Dès lors, comment considérer que l’on pourrait mettre en œuvre une politique de réel changement progressiste sans s’attaquer au fondement de cette domination, sans réaliser une véritable appropriation sociale, basée sur une large propriété publique complétée de mesures coercitives en matière d’emploi, de salaires, de formation, d’investissement, de recherche-développement, de coopération, d’un véritable statut du travail salarié ? On évoque timidement la mise sous tutelle d’entreprises fautives, on revendique la présence des représentants de l’État dans les banques et entreprises bénéficiaires de fonds publics.
Ce serait la moindre des choses, mais c’est tout à fait insuffisant. Il faut commencer par nationaliser dans les conditions d’une effective appropriation sociale telle que précédemment définie. Un travail collectif considérable est indispensable pour définir avec précision quelles banques et entreprises doivent être nationalisées dans les secteurs de l’eau, de l’énergie, des ressources du sol et du sous sol, des industries stratégiques, des services.
Dans le passé, les plus grandes réalisations industrielles, les meilleures stratégies de gestion ont été le fait des entreprises publiques : EDF, GDF, la SNCF, l’industrie aéronautique et spatiale, le CEA, le CNRS, etc. La France fait référence en matière se services publics parce que dès la fin du XIX° siècle s’est développée une école de pensée qui en a théorisé la notion. Nous disposons d’une administration et d’un système de protection sociale dont l’efficacité est reconnue dans le monde entier.
Chacun s’est plu à souligner que, face à la crise, les services publics, établis sur un large secteur public (en dépit des privatisations réalisées de droite comme de gauche), avaient joué un fort rôle d’ « amortisseur social ». L’objection selon laquelle la mondialisation nous interdirait désormais tout élargissement de la propriété publique ne tient pas, car la nécessité de l’appropriation sociale est aujourd’hui tout aussi impérative au niveau mondial et, par voie de conséquence, européen.
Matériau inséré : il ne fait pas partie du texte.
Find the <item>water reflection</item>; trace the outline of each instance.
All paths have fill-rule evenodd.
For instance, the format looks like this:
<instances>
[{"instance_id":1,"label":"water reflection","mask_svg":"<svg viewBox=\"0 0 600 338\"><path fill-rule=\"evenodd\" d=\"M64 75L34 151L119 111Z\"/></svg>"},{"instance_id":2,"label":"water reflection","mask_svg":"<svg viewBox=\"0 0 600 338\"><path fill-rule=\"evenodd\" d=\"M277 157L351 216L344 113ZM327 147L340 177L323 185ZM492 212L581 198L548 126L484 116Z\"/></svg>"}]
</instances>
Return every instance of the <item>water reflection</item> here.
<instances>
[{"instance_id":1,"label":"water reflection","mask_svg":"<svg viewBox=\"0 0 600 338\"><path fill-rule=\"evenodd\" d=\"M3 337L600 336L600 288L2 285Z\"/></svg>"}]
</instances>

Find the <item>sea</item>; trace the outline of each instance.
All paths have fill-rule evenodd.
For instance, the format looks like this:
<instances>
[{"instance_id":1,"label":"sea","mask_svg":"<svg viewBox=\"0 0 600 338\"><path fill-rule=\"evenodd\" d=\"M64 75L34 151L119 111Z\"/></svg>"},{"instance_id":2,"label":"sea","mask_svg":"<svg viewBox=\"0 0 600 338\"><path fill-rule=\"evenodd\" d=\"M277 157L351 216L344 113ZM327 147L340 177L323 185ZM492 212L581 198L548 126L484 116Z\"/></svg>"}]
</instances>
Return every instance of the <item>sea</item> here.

La protection de l’écosystème mondial, l’approvisionnement en eau de tous les humains, le partage égal des richesses terrestres, les nécessités de la coopération internationale dans l’industrie et les services poseront avec toujours plus de force la nécessité de services publics dans ces domaines, entraînant nécessairement l’appropriation collective des biens publics correspondants.
C’est dans ce sens qu’il faut aller, car c’est le sens de la modernité.